After several hours he sends me a happy thumbs-up, for today nothing got stuck or malfunctioned. Smiling, he sloshes ashore carrying his impossible gulgutiera, but soon his mood darkens: the dome protecting the lens rotates but fails to unscrew. Still dripping and trapped in his suit, John tries to free the stubborn acrylic bubble, but nothing works.

"I am screwed," he declares and tires again. No go. Exasperated, he inspects his gulgutiera made of many modified parts and says: "I need a crowbar."

A crowbar? To attack the fragile acrylic dome and, since John's bigger model would not fit inside, bang on my poor camera trapped underneath it?
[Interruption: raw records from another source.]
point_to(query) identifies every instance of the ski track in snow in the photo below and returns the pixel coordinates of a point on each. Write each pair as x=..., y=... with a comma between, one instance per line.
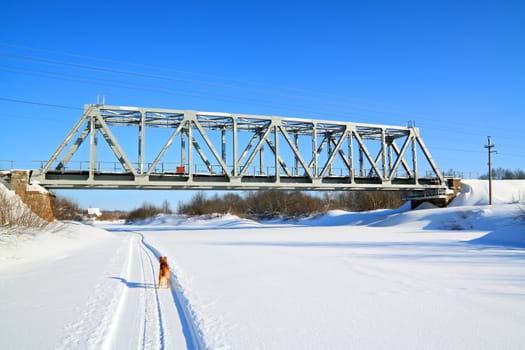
x=136, y=314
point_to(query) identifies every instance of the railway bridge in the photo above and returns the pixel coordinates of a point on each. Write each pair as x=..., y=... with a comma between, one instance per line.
x=119, y=147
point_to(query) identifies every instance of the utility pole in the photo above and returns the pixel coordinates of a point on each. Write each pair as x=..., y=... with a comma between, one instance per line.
x=489, y=148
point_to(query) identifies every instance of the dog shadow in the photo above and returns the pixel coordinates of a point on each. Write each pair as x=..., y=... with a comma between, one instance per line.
x=134, y=284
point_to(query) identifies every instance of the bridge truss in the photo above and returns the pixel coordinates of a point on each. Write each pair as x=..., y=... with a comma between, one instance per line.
x=116, y=147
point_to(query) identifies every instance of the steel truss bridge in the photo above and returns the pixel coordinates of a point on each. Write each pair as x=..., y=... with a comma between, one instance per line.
x=117, y=147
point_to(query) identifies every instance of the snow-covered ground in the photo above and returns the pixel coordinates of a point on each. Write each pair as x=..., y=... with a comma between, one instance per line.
x=431, y=278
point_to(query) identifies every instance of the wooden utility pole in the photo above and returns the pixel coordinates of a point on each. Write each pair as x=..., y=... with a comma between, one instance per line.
x=489, y=148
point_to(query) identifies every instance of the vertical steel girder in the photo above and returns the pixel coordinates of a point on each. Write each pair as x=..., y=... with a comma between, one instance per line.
x=228, y=145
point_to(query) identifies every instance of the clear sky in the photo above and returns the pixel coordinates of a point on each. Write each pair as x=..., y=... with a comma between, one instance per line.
x=456, y=68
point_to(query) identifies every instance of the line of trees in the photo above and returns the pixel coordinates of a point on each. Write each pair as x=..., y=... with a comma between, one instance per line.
x=271, y=203
x=505, y=174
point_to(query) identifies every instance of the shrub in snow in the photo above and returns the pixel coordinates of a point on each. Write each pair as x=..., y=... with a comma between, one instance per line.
x=13, y=212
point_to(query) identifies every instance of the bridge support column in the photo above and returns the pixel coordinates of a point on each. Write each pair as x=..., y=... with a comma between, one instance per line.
x=37, y=198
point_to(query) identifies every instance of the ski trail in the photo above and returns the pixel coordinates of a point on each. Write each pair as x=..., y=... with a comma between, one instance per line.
x=192, y=334
x=144, y=317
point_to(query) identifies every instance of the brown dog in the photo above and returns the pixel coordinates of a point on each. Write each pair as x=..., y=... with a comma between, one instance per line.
x=164, y=271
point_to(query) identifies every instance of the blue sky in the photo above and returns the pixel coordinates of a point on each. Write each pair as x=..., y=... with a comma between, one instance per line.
x=456, y=68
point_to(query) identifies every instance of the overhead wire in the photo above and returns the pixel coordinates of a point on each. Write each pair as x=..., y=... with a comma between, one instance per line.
x=196, y=94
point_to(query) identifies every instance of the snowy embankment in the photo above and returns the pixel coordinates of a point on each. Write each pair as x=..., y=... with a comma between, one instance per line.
x=430, y=278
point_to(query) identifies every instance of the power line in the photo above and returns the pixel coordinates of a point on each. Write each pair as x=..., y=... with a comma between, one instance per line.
x=39, y=103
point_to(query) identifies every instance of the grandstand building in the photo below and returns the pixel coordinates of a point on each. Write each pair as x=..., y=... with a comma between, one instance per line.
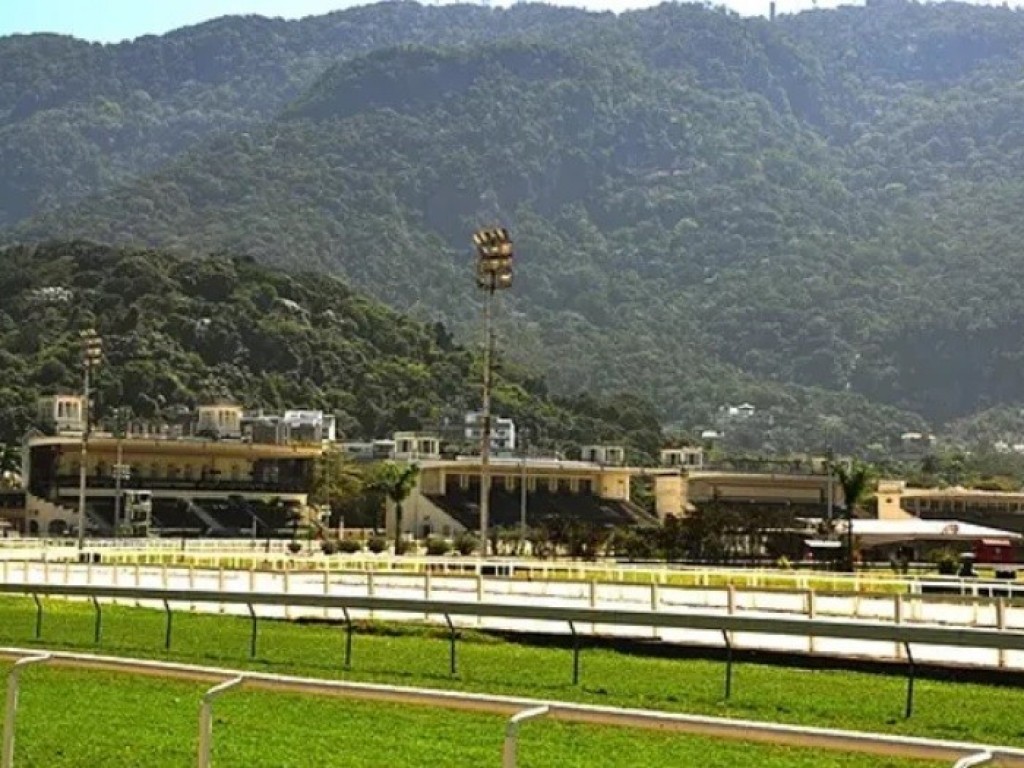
x=218, y=487
x=445, y=501
x=994, y=508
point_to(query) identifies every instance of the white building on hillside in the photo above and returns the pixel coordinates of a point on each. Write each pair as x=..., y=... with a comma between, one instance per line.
x=503, y=436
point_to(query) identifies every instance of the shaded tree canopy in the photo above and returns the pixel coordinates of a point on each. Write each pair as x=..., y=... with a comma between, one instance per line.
x=817, y=215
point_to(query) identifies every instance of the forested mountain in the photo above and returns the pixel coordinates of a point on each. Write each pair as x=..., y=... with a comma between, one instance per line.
x=78, y=117
x=817, y=214
x=178, y=332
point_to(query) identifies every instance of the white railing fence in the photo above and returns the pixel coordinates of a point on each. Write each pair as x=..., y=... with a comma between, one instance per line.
x=519, y=709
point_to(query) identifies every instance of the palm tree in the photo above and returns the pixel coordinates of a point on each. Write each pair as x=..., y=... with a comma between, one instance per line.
x=10, y=466
x=856, y=482
x=395, y=481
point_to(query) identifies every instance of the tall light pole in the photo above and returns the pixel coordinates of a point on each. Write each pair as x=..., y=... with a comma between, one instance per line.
x=121, y=472
x=92, y=352
x=522, y=492
x=494, y=272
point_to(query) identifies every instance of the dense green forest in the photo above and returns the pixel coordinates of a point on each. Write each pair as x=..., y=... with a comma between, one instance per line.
x=816, y=215
x=178, y=332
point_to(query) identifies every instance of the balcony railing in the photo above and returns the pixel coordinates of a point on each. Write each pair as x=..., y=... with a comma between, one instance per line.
x=224, y=485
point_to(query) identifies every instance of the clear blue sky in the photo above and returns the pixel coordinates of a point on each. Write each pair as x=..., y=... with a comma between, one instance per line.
x=113, y=20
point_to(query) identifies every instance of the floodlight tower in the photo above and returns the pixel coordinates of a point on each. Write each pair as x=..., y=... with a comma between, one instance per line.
x=92, y=353
x=494, y=272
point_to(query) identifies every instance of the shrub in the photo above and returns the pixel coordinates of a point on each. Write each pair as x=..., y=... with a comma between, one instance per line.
x=437, y=546
x=466, y=544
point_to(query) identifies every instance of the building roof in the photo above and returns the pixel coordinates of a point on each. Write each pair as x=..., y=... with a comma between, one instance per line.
x=873, y=532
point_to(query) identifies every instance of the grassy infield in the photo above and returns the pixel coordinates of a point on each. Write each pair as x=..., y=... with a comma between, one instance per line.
x=70, y=718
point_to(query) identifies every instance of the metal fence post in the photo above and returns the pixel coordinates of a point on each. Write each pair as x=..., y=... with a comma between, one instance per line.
x=510, y=750
x=7, y=757
x=39, y=616
x=812, y=611
x=252, y=639
x=1000, y=624
x=206, y=719
x=655, y=605
x=348, y=638
x=727, y=637
x=576, y=654
x=452, y=636
x=167, y=632
x=909, y=681
x=98, y=629
x=898, y=620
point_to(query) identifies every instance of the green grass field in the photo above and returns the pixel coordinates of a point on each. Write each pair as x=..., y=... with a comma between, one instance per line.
x=73, y=719
x=419, y=655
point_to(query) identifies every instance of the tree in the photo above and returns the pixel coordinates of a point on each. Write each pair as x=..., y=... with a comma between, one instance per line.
x=395, y=481
x=856, y=482
x=335, y=478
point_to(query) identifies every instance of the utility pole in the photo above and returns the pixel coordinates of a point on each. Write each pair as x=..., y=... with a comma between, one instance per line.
x=121, y=473
x=494, y=272
x=522, y=492
x=830, y=492
x=92, y=352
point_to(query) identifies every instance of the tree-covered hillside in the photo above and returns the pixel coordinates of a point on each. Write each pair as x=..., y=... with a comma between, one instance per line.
x=78, y=117
x=816, y=214
x=182, y=331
And I suddenly remember how 35 years ago John dismantled his large format Linhoff with a small hatchet and a screwdriver, fixed it, put it back together, and when I asked what he was planning to do with some parts he left out, replied confidently: "you do not need them." And we didn't.

Quietly, I walk into the bushes and return with one of the 5-foot long iron spikes the fisheries' crew pounded into the river's bottom to hang their sockeye nets.

John's eyes light up. He slides the rusty end of the bar into the bowels of his apparatus, finds the right spot, hits the other end with a rock, and something inside the gulgutiera shifts. "Now I need a really narrow and hard object," he says and we are lucky again: my car key set includes just the right key, which after some pushing, prodding and banging finishes the job. John unscrews the dome to change his lens, and we laugh like crazy and hug on the river bank, with the red salmon swimming right by us, undaunted and unstoppable, to their destiny. And we realize the embrace of our friends who helped us see and admire the fish feels like a safe eddy must feel to the salmon: restful, reassuring, important.